Autism spectrum disorder (ASD) is a complicated neurological condition caused by a variety of risk factors, including our genes and environment (but no, not vaccines), that interact in ways we still understand little about. Its symptoms are varied, too—from problems with social interaction to being unable to speak or process sensations normally. This complexity extends all the way to how it’s diagnosed: Children can start to show visible signs of autism by the age of 18 months, but there is no single medical test that can diagnose it, and it often takes years to confirm a suspected case, potentially delaying treatment.

New research, published Sunday in the journal Molecular Autism, might provide one of the first steps needed toward developing an accurate blood test for the condition. And along the way, it might also help us better understand why autism occurs in the first place.

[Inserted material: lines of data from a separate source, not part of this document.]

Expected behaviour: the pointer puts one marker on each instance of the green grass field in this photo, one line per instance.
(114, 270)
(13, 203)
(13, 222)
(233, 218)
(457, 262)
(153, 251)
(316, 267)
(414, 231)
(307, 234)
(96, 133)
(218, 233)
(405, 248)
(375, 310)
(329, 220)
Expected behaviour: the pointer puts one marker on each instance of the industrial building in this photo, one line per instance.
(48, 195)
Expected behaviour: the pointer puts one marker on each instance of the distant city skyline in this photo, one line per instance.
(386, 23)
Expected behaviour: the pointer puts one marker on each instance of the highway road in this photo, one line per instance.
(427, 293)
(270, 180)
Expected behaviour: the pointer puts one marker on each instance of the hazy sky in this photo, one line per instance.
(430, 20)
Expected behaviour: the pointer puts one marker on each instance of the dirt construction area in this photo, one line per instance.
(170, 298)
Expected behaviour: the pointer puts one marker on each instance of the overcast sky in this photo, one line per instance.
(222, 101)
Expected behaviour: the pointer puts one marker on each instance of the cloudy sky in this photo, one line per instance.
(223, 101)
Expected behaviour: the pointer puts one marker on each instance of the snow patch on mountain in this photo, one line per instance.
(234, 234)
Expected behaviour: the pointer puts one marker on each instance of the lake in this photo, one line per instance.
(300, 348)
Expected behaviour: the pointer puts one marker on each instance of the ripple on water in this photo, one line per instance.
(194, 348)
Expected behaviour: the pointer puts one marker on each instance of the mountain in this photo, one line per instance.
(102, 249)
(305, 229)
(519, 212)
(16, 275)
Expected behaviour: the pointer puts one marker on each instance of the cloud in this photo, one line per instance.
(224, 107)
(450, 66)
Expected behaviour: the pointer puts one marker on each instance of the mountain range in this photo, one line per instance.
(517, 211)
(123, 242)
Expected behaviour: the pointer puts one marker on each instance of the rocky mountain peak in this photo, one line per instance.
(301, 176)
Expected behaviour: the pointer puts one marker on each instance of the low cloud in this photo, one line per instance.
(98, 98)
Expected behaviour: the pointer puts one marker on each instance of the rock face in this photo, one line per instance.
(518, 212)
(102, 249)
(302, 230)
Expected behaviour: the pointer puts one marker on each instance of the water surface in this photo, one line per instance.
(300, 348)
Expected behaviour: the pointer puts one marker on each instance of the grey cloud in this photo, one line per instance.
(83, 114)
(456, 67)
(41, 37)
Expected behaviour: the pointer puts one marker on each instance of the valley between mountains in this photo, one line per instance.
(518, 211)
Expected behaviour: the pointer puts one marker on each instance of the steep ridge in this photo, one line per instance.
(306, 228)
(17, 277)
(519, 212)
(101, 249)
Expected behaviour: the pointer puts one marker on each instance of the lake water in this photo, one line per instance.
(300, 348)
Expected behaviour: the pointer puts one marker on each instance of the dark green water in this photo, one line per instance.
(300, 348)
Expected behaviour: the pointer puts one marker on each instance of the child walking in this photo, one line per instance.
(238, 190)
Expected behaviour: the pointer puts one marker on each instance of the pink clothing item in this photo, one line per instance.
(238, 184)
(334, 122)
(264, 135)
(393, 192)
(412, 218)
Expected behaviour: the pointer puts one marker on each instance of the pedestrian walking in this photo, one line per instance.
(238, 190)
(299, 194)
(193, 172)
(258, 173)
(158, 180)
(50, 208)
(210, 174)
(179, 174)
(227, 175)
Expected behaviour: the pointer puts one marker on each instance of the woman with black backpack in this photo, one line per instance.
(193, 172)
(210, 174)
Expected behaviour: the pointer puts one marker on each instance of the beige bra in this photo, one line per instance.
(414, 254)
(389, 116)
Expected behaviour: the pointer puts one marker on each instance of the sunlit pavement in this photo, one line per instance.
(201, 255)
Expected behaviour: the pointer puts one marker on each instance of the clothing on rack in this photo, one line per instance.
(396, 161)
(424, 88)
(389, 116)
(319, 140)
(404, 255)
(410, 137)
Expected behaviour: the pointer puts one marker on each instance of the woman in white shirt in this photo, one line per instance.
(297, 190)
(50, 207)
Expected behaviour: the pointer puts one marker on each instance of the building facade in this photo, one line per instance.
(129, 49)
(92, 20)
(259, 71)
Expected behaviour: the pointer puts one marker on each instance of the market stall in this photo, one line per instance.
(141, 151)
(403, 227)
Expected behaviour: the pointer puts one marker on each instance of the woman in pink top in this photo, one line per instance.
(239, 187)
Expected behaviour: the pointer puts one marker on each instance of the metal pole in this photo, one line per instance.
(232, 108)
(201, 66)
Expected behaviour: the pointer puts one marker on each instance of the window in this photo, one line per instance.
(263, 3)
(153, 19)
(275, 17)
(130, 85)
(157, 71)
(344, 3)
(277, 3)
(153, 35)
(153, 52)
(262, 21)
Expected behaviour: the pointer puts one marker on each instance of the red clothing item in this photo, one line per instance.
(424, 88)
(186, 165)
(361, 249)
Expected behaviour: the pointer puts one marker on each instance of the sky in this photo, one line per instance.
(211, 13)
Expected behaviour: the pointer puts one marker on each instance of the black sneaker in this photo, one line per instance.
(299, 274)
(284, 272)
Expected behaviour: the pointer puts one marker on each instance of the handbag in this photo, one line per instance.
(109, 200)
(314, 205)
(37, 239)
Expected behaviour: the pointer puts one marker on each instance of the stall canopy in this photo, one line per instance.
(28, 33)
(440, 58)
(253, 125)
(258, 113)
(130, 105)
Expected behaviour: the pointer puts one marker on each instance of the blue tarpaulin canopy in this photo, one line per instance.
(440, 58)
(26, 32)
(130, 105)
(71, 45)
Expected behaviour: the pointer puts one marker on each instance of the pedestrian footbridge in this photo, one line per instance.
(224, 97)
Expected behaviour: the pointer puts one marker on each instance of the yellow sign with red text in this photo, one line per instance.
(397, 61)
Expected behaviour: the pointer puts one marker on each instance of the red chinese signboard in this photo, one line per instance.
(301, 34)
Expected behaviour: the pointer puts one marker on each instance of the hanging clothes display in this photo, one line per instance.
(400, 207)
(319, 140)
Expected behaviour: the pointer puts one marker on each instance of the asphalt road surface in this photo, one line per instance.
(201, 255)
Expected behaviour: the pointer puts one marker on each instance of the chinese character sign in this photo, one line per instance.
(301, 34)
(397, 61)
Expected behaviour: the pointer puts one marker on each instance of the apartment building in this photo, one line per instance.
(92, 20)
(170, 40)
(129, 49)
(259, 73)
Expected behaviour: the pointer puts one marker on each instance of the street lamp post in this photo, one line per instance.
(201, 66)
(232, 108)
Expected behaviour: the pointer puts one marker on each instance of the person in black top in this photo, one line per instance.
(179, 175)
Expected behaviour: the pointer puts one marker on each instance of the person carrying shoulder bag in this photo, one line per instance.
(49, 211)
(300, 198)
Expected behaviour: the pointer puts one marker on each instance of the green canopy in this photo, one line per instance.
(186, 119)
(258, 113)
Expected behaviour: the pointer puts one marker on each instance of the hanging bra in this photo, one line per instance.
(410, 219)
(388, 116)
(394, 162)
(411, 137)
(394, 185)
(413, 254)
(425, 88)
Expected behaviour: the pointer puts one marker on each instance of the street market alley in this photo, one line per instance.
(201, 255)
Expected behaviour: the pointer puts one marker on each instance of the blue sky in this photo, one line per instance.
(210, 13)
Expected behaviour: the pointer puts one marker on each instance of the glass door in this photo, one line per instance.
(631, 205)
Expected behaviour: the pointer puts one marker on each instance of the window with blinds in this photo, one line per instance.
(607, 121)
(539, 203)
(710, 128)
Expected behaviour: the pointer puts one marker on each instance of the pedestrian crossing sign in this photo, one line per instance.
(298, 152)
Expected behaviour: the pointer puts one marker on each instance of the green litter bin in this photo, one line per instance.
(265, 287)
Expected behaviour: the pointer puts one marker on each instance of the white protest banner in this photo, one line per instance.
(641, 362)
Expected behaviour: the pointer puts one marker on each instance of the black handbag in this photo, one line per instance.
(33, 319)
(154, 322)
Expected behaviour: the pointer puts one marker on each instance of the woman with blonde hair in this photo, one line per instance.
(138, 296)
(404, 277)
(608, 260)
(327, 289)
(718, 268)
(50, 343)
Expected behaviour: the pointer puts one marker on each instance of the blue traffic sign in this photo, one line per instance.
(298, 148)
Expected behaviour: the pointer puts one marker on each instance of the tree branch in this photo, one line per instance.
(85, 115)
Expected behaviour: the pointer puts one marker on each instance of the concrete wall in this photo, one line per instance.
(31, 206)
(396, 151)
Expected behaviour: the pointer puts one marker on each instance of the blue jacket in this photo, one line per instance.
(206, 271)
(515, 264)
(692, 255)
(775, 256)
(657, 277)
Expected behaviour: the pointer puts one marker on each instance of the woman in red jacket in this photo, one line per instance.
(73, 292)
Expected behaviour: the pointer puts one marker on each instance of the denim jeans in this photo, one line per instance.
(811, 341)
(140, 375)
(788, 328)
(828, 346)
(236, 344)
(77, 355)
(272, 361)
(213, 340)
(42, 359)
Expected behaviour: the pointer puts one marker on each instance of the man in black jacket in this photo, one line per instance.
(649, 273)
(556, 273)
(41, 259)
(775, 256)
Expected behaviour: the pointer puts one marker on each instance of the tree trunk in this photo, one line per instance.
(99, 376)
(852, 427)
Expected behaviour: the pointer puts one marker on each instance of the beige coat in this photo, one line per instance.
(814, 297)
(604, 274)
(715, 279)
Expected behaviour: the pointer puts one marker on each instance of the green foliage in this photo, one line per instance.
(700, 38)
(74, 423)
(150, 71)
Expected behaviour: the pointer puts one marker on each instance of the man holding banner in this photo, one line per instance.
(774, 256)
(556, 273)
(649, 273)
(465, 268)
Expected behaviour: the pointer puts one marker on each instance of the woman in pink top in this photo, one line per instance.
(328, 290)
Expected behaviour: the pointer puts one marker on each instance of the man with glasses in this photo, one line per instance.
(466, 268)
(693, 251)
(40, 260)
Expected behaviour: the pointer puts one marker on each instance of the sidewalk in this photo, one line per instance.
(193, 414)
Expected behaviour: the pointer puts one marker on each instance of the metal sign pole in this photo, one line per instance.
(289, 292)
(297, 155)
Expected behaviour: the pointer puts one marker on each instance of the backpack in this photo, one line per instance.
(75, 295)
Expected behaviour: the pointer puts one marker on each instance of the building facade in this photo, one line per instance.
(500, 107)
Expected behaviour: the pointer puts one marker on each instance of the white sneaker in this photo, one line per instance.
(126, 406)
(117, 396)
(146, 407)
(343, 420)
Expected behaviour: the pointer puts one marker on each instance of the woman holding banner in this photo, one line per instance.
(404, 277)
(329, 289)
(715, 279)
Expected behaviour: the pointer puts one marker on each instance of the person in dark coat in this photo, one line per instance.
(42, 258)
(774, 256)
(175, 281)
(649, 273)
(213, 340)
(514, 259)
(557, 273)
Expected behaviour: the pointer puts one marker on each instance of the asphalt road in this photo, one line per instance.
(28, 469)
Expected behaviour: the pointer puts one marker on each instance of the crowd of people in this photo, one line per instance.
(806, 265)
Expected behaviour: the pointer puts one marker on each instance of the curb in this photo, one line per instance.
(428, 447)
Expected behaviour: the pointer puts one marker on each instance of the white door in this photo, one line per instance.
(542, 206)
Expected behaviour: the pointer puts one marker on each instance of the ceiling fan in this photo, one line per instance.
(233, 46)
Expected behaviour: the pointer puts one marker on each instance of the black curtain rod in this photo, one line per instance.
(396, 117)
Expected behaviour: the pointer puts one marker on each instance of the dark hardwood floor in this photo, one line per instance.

European researchers looked at the blood and urine of 38 Italian children diagnosed with ASD and compared them to a similarly matched control group of 31 children who did not have autism. The children with autism were 7 and a half years old, on average. In those children, they found signs of damage to certain proteins found in blood plasma that were caused by complex processes that involve either oxygen or glucose.

They then created four different predictive algorithms that tried to tell whether a child had ASD or not, based on the presence of these biomarkers. Among other things, the most successful algorithm looked for higher levels of a molecule called dityrosine, which appear when proteins are changed by oxygen-containing free radicals (a process known as oxidation), and advanced glycation end products (AGE), which are proteins or fats that have been altered by contact with glucose. This algorithm predicted if a child had autism with 90 percent accuracy, and predicted if a child didn’t with 87 percent accuracy.